WinXP+PEAP+Cert Behavior

Benn bb.hostap
Thu Nov 30 08:29:03 PST 2006


Hi Bryan -

Thanks again for the excellent answers :)

Succinctly, I don't care about who the clients are, I'm not running any software on the client side (otherwise this would all be moot, I could configure it myself from there), and even having the initial handshake in plaintext would be acceptable if the rest of the connection is within a pipe.  Yeah, I know, not very cryptographically secure, but that's what the mgmt's looking for.

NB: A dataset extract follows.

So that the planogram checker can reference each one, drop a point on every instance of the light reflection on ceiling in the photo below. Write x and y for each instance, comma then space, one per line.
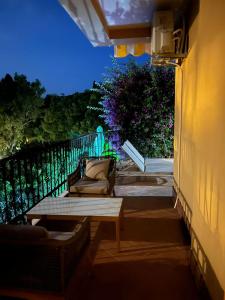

Therefor, I'm willing to play a bit silly with the EAP protocol, or really any other component of the exchange, as long as the end result is a not-directly-sniffable transport.

Any suggestions?
--B

On Thu, Nov 30, 2006 at 07:11:57AM -0500, Bryan Kadzban wrote:
> Benn wrote:
> > Thanks for the well crafted answer, that was basically what I 
> > expected to hear, but was hoping otherwise :)  The interesting thing 
> > is, the client is definitely sending out some kind of packet which 
> > gets turned into a request to the radius server:
> 
> Yes, these frames show up with any EAP type.  EAP starts with a frame of
> type "request-identity" from the AP, and the client responds with a
> "response-identity" frame that has the username in it (but nothing else,
> so you *can't* make security decisions based on just that info).  That's
> the frame that you're seeing here.
> 
> > received EAP packet (...) from STA: EAP Response-Identity (1)
> 
> Or at least, that's what hostapd thinks.  :-)  (And I agree with it.)
> 
> > EAP-Message = 0x0201000501
> 
> Yep, this looks like the tiny message at the start of an EAP exchange.
> 
> > Now, ideally I would somehow encourage the radius server to send back
> > a "yup, all good" reply (or modify the internal-to-hostapd radius 
> > server to do the same), hostapd would consider everything kosher, and
> > we'd be off.
> 
> But all it knows is the username.  You have no idea that this is
> actually the user that it claims to be.  Anyone else that sniffs that
> username (because it is sent in the clear) can immediately connect as
> the user.  ;-)
> 
> > Any other day, that'd probably be perfect.  The operational 
> > requirements however are "0 user input".  Cheatings acceptable, 
> > fractured security is even somewhat acceptable, as long as the 
> > traffic is not directly sniffable, or so the management says.
> 
> Well, the EAP Request-Identity frame is sent in the clear, so it is
> directly sniffable.  If you want something that isn't, you'll need to
> set up some kind of encrypted tunnel, which is what PEAP does.  Or,
> you'll need to set up some other EAP type (e.g., in a Windows domain,
> you can set up a cert server that will automatically issue certs to each
> machine; then you might be able to somehow automatically use these certs
> for wireless without user input; this requires a lot of control over the
> client, though).
> 
> I assume you're using some kind of API on the XP machine to add this
> network, right?  Doesn't that API have a way to either turn off cert
> validation or to select a (set of) cert(s)?  I mean, your users aren't
> going to be able to connect to this network without selecting it, so
> there will have to be *some* input at some point.  Right?